For controversial political events (e.g., calling a close election), Kalshi's CFTC-backed interpretation has credibility that a DAO vote can't quite match. Some traders prefer this; others prefer Polymarket's decentralization.

The Kalshi API

For developers and quantitative traders, Kalshi offers:

REST API

  • GET /trade-api/v2/markets — list all markets
  • GET /trade-api/v2/markets/{ticker} — single market details
  • GET /trade-api/v2/markets/{ticker}/orderbook — live order book
  • GET /trade-api/v2/markets/{ticker}/trades — trade history
  • GET /trade-api/v2/markets/{ticker}/candlesticks — historical OHLCV
  • POST /trade-api/v2/portfolio/orders — place an order

Authentication via API key (create in settings). Rate limits are generous for retail use.

WebSocket API

Live streams for:

  • Market price updates
  • Your own order fills and cancellations
  • Order book depth changes

Useful for algorithmic trading where you want to react to market events within milliseconds.

Official SDKs

Kalshi has a documented API. Unofficial Python, JavaScript, and Go clients exist. Many retail algorithmic traders use kalshi-python or similar wrappers.

Use cases

  • Market-making (post both sides of the book, capture spread)
  • Arbitrage against Polymarket or sportsbooks
  • Backtested systematic strategies
  • Analytics dashboards for tracking market movement

Rate limits scale with volume. Sophisticated traders can request elevated limits.

Mobile apps

Kalshi's iOS and Android apps mirror the web experience:

  • Full trading — browse, buy, sell, portfolio management
  • Push notifications for price alerts and market resolutions
  • Bank linking for deposits/withdrawals
  • Identity verification flow

The apps are polished and have good App Store ratings. For most retail users, the app is the primary interface.

Tax reporting

Kalshi issues IRS Form 1099 for users with reportable gains. Forms are delivered by January 31 for the previous tax year, downloadable from the account settings.

Gains are typically:

  • Short-term capital gains (ordinary income rate) if held < 1 year
  • Ordinary income in some characterizations

The 1099 simplifies tax reporting enormously compared to Polymarket's no-1099 model. For US users, this alone is a major reason to prefer Kalshi.
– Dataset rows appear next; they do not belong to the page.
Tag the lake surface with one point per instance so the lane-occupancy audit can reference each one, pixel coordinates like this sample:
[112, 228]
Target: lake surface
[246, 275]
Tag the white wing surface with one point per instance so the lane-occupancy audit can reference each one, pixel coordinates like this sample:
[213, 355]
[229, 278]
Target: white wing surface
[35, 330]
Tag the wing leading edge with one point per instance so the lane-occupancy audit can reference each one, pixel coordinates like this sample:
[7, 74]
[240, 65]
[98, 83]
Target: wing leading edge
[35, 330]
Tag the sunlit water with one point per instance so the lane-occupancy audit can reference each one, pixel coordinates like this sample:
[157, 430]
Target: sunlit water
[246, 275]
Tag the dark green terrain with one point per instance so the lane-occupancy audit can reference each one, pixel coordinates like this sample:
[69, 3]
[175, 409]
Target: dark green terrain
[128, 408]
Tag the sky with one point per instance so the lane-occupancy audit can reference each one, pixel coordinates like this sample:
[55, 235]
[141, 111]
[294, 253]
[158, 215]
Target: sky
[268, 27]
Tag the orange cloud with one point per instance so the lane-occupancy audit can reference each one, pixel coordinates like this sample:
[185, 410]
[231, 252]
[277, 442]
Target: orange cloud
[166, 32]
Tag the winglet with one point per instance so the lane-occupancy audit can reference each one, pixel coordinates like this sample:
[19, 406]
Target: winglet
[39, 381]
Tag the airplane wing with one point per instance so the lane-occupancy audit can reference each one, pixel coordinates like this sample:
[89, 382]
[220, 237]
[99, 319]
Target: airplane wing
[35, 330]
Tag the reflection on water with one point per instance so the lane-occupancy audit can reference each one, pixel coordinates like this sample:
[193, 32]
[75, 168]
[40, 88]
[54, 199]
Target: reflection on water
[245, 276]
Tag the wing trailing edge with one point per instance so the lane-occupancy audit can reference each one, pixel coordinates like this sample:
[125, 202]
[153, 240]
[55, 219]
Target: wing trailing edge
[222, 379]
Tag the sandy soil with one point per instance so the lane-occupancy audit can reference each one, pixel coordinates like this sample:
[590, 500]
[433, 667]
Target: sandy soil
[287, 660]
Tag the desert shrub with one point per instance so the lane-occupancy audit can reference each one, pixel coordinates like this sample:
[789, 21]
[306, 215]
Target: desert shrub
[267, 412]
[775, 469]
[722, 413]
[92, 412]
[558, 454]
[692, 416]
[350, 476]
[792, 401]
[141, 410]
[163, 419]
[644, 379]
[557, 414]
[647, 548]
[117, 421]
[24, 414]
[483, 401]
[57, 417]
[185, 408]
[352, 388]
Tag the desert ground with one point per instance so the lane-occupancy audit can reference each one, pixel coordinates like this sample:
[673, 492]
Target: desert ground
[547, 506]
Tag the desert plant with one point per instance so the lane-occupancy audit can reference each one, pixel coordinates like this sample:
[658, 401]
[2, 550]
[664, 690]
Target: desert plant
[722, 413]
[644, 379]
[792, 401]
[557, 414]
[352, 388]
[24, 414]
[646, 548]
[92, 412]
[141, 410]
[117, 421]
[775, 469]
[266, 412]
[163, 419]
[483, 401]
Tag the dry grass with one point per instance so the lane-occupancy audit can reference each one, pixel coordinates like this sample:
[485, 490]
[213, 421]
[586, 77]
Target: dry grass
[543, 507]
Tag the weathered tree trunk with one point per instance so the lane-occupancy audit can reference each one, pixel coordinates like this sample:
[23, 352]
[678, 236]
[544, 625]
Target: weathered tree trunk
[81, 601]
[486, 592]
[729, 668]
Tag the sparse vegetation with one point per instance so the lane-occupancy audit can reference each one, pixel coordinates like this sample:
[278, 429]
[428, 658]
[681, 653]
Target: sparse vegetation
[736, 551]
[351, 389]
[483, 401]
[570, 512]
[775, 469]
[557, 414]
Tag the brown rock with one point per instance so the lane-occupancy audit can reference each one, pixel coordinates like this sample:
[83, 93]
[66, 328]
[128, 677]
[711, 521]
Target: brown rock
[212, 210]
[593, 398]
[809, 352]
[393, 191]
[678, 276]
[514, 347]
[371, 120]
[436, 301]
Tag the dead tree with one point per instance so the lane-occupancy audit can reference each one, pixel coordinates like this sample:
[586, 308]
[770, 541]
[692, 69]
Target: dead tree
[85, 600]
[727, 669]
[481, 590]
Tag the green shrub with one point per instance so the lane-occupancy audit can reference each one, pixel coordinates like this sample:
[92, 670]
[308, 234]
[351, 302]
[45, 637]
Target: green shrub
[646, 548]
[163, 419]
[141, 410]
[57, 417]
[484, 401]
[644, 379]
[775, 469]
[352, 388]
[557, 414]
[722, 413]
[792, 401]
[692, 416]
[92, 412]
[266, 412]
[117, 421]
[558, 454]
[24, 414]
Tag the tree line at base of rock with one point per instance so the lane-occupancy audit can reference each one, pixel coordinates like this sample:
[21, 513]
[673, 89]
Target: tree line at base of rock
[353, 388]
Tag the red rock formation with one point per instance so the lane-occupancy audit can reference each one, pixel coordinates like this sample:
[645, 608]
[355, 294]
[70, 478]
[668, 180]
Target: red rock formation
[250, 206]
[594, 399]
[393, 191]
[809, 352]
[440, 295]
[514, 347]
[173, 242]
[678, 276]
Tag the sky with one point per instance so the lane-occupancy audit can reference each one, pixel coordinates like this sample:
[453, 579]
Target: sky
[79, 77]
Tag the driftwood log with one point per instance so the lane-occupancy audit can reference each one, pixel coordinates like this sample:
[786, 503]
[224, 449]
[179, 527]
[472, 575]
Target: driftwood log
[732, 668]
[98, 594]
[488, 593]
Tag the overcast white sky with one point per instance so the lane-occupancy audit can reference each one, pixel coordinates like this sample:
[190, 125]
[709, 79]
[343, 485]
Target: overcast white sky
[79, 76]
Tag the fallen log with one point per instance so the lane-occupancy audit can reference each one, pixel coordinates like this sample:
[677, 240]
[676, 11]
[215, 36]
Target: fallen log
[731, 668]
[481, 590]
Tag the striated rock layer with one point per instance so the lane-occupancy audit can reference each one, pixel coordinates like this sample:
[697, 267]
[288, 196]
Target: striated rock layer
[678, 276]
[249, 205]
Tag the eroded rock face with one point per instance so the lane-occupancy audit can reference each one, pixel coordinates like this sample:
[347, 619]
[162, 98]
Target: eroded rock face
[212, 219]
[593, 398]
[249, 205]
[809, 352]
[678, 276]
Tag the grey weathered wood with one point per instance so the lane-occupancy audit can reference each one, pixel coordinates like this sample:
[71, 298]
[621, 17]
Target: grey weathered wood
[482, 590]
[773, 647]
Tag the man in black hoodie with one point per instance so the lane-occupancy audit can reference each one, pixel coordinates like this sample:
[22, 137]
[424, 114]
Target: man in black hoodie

For detailed tax analysis, see polytaxes.com.

What Kalshi can't offer (yet)

  • All Polymarket's markets. Kalshi's category universe is narrower because each market type requires CFTC approval.
  • Crypto settlement. Kalshi is USD-native. No USDC, no Polygon, no crypto-native integration.
  • Decentralization. Kalshi is a traditional centralized exchange. If you philosophically prefer decentralized systems, Polymarket is the choice.
  • Non-US user access. Kalshi is US-only. Non-US residents should use Polymarket.

FAQ

Frequently asked questions

Is Kalshi a real exchange or a fintech app?+

A real CFTC-designated contract market — the same regulatory designation CME and ICE hold. Kalshi's product has fintech UX, but the underlying structure is a full regulated exchange.

How does Kalshi make money?+

Trading fees, primarily. Plus interest earned on the customer-fund float held at Kalshi's banking partner (this is common for brokerages).

Can Kalshi take a position against me?+

No. Kalshi is an exchange, not a market maker or house. You trade against other users. Kalshi doesn't profit from user losses; it profits from volume.

What happens if Kalshi goes bankrupt?+

Customer funds are segregated at FDIC-insured banks. Under normal bankruptcy rules, segregated funds are returned to customers. FDIC insurance covers up to $250k per account.

How does Kalshi handle disputed resolutions?+

Kalshi's resolution team investigates disputes during the 48-hour window. Final decisions are made by Kalshi staff with CFTC oversight. Disputes are rare — specific resolution sources make most outcomes unambiguous.

Can I run a trading bot on Kalshi?+

Yes. Kalshi has a documented REST/WebSocket API with reasonable retail rate limits. Many users run automated strategies.

Does Kalshi have leverage or margin?+

Kalshi contracts are fully collateralized — you pay up-front, no margin. This is a CFTC DCM requirement for event contracts.

How does Kalshi's speed compare to traditional markets?+

Trade execution is milliseconds. Settlement to account balance is instant. Withdrawal to bank is 1–3 business days via ACH. Competitive with any retail brokerage.